Take a look at the white papers from Linkwitz lab. Mr. Linkwitz was just looking for low distortion drivers, but his results support: 1) finding a driver to handle a large portion of the listening range is difficult, 2) expensive drivers measure better in a broader range, 3) smaller drivers measure better in the higher ranges while larger drivers measure better in the lower ranges. We all know this intuitively but it is nice to see someone use rocket science to get there.

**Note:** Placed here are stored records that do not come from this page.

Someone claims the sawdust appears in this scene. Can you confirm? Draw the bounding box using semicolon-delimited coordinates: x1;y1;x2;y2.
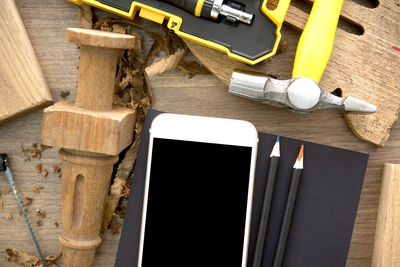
24;197;33;206
35;163;49;177
5;248;61;267
35;164;42;174
92;17;209;78
32;186;43;194
2;186;11;195
59;91;70;98
35;209;46;218
21;144;51;162
41;170;48;178
52;165;61;174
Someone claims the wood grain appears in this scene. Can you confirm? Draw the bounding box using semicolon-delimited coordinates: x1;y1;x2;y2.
59;149;118;267
372;163;400;267
41;26;137;266
0;1;398;267
42;102;136;155
0;0;53;125
185;0;400;147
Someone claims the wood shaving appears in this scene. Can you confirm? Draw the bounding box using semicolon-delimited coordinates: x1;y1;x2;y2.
32;151;41;159
53;165;61;174
145;48;186;77
24;197;33;206
5;248;61;267
32;186;43;193
35;209;46;218
39;144;51;150
41;169;48;177
108;216;122;235
115;203;127;219
120;180;131;199
21;145;44;160
79;5;93;29
177;60;210;77
54;222;59;228
112;24;127;34
2;186;11;195
6;213;12;220
60;90;70;98
144;40;162;67
0;201;3;211
35;163;49;177
36;220;43;227
35;164;42;174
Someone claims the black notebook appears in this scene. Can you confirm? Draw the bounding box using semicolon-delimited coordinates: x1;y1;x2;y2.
115;109;369;267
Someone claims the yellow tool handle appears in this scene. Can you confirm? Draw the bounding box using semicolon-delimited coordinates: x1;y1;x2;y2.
292;0;344;83
261;0;291;26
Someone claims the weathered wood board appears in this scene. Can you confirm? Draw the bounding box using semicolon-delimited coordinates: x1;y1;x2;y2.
372;163;400;267
0;0;53;125
185;0;400;147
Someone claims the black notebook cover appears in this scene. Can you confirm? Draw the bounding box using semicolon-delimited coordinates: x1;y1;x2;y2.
115;109;369;267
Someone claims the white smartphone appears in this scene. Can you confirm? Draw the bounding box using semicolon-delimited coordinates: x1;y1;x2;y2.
138;113;258;267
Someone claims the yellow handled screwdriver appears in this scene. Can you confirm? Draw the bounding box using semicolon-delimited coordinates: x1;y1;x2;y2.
229;0;376;113
158;0;254;24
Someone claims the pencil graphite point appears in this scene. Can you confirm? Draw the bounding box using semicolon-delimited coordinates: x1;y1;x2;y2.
270;136;280;157
293;145;304;169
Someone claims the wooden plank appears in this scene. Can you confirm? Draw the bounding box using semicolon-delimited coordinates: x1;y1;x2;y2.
0;0;52;125
372;163;400;267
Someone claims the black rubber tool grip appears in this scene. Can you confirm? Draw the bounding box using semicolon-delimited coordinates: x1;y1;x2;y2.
0;153;7;172
158;0;199;14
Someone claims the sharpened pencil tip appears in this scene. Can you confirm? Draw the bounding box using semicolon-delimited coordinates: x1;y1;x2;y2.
293;145;304;169
270;137;280;157
297;145;304;161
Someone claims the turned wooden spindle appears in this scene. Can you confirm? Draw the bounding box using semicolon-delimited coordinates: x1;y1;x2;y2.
41;28;137;267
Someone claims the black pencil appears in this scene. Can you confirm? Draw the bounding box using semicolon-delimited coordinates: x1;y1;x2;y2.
252;136;281;267
273;145;304;267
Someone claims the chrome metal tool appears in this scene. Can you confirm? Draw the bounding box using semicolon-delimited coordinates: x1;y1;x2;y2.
230;70;376;114
229;0;376;114
159;0;254;24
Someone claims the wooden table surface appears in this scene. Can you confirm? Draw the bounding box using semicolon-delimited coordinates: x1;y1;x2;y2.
0;0;399;266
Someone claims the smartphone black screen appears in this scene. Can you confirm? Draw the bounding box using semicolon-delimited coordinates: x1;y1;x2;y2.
141;138;253;266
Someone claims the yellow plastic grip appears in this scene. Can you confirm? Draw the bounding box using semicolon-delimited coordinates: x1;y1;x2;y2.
292;0;344;83
194;0;205;17
261;0;291;26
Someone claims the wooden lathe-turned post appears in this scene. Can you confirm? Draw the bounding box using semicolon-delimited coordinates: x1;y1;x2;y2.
41;28;137;267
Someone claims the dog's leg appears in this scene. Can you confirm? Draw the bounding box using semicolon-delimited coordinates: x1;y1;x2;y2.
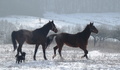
20;60;22;63
18;60;19;64
16;59;17;63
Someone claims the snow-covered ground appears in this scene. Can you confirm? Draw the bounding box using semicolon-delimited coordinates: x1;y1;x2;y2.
0;13;120;69
0;44;120;70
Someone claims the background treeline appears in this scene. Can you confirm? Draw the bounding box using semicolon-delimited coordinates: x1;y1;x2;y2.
0;20;120;45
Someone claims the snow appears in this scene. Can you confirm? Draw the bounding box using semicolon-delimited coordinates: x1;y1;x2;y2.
0;44;120;70
44;12;120;27
0;13;120;69
1;13;120;30
0;16;41;30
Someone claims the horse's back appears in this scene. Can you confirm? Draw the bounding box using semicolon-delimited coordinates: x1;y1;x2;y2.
55;32;87;47
12;29;33;42
56;33;77;40
55;33;78;47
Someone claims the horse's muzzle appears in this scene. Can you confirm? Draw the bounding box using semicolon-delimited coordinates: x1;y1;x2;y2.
54;29;58;33
95;30;98;34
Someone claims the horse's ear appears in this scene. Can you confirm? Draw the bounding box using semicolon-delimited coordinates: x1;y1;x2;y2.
49;21;50;23
90;22;93;26
51;20;54;23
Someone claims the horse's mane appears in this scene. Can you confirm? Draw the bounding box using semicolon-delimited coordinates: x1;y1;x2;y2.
43;22;49;26
43;22;51;27
82;24;90;33
37;22;50;30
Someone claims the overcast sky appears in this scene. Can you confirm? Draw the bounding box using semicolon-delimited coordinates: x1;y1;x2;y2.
0;0;120;17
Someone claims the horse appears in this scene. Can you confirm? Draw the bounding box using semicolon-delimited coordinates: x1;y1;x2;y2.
11;20;58;60
46;22;98;59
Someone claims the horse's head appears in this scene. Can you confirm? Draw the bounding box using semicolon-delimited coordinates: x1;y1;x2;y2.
89;22;98;34
49;20;58;33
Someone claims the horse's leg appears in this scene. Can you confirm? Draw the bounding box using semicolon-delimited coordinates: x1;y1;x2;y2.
42;44;47;60
19;44;23;54
16;43;23;57
82;50;88;59
16;39;25;56
81;48;89;59
16;47;19;57
58;45;63;59
52;46;58;59
33;44;39;60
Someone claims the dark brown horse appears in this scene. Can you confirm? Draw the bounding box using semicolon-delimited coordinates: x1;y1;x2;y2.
46;22;98;59
11;20;58;60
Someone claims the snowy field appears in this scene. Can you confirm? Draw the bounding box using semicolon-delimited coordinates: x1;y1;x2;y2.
1;13;120;31
44;12;120;26
0;44;120;70
0;13;120;70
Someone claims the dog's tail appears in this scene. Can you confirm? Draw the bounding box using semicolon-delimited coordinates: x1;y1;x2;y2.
11;31;17;51
46;34;57;48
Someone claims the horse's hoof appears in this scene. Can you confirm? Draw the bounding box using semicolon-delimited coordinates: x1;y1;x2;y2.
52;56;55;59
60;57;64;60
52;55;56;59
34;58;36;61
52;56;54;59
81;56;84;59
44;58;47;60
15;54;19;57
86;58;89;60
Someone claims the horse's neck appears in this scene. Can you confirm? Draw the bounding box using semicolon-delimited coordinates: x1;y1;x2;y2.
80;26;91;40
38;25;51;36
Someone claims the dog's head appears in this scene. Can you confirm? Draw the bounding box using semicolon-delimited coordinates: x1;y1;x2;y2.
21;52;26;56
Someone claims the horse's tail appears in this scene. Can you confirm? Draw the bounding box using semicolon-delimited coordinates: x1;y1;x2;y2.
46;34;57;47
11;31;17;51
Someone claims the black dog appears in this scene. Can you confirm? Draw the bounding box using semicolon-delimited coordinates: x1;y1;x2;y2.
16;52;26;64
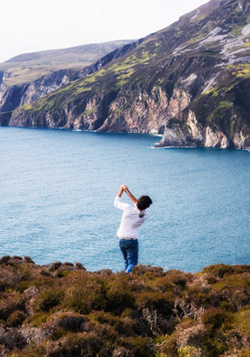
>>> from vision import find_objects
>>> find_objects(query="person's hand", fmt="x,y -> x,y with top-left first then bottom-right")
121,184 -> 128,191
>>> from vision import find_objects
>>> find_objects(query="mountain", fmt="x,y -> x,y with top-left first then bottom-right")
0,40 -> 134,86
0,40 -> 140,114
1,0 -> 250,149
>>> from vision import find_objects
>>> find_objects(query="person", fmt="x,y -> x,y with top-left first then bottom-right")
114,185 -> 152,273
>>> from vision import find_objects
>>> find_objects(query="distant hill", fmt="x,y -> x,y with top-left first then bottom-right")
0,40 -> 133,85
0,40 -> 140,113
2,0 -> 250,149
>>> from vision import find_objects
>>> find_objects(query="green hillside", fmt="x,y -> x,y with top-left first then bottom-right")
0,40 -> 133,85
4,0 -> 250,149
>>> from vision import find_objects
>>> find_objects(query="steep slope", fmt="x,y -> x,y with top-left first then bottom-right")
0,40 -> 140,113
3,0 -> 250,149
0,40 -> 134,86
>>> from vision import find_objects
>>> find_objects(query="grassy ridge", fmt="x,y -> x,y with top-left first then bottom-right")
0,40 -> 133,86
0,256 -> 249,356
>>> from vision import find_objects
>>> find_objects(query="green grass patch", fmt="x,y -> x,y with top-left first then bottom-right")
235,306 -> 250,338
219,101 -> 233,109
232,64 -> 250,79
83,107 -> 98,115
187,33 -> 205,45
230,24 -> 244,37
116,68 -> 135,87
108,50 -> 156,76
203,87 -> 220,96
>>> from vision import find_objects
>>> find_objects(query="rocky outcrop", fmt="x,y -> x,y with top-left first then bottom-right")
0,70 -> 70,112
0,111 -> 12,125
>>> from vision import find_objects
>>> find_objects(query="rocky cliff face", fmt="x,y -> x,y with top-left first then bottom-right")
0,70 -> 71,112
0,40 -> 141,114
1,0 -> 250,150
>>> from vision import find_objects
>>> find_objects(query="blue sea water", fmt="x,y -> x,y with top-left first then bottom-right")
0,127 -> 249,272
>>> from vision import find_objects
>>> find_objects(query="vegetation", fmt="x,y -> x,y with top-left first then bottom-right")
1,0 -> 250,148
0,40 -> 133,85
0,256 -> 249,356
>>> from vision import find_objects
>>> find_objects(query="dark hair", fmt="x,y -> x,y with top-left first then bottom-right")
137,195 -> 153,211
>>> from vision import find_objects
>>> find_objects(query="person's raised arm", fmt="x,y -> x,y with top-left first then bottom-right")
117,185 -> 124,198
114,185 -> 130,210
123,186 -> 137,205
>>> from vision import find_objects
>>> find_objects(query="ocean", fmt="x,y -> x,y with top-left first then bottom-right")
0,126 -> 249,272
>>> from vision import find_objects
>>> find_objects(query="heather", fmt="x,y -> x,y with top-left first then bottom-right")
0,256 -> 249,356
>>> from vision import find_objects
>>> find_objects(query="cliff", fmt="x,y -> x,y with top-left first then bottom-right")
0,256 -> 249,356
0,40 -> 134,86
1,0 -> 250,149
0,40 -> 139,113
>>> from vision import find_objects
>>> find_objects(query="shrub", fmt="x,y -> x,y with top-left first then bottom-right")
177,345 -> 202,357
135,291 -> 176,335
55,313 -> 86,332
133,265 -> 164,277
0,280 -> 8,292
26,312 -> 50,327
44,332 -> 103,356
36,289 -> 64,312
0,293 -> 26,321
136,291 -> 174,313
120,336 -> 154,356
0,327 -> 26,350
185,286 -> 217,309
106,284 -> 135,313
0,256 -> 11,264
165,270 -> 193,287
48,262 -> 62,272
201,308 -> 234,330
6,310 -> 27,327
88,310 -> 136,337
67,278 -> 107,314
234,305 -> 250,338
156,333 -> 177,357
202,264 -> 250,279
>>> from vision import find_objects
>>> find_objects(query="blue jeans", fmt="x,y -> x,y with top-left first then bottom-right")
119,239 -> 138,273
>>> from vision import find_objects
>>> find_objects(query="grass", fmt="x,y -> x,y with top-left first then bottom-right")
117,69 -> 135,86
107,49 -> 156,75
231,64 -> 250,79
0,40 -> 133,86
187,33 -> 206,45
202,64 -> 250,98
219,101 -> 233,109
236,306 -> 250,338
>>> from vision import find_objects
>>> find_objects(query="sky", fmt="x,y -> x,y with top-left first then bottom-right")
1,0 -> 209,63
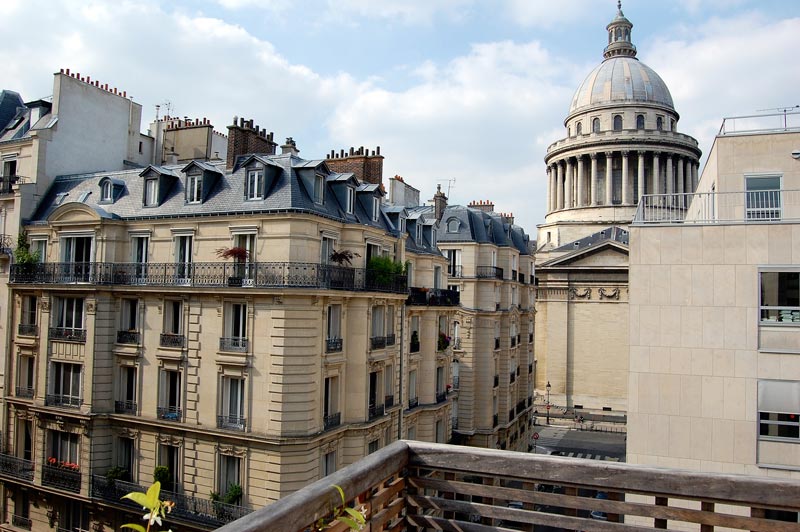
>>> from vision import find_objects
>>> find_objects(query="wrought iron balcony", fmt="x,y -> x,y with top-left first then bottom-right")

Not only must have range extension to get to the next driver, the drivers must transition smoothly with like sound or you will hear the change-over, especially in the transition from mid to harmonics. In my mind, the order of difficulty is: Mid to Harmonics, Mid to Bass, Harmonics to Airiness. The larger the driver the harder it will be to blend upward, the smaller the driver the harder it will be to blend downward.

This whole line of thinking really supports the idea of building kits when starting this hobby. The kit designer will have already done the work in choosing drivers that match and designing a cross-over. Going it alone can be fun but it will be harder and good results will take longer.

Disclaimer: This chart is for conceptual use. I chose four octaves plus one octave for the distortion/roll-off range. This is to define the best operating range for any "Joe driver". Clearly this does not present all drivers in any size group. Many drivers have a broader operating range than the six octaves shown, particularly very expensive drivers and really cheap drivers ;) A driver's published range is usually the mechanical limit, not the distortion limit. Before you write me to tell me I am nuts, consider two questions: 1) how far below the f3 are most drivers at the bottom of the yellow range; 2) how bad is the off axis at the top of the yellow range? And please don't write me about your 4" driver that goes to 20Hz in a TL.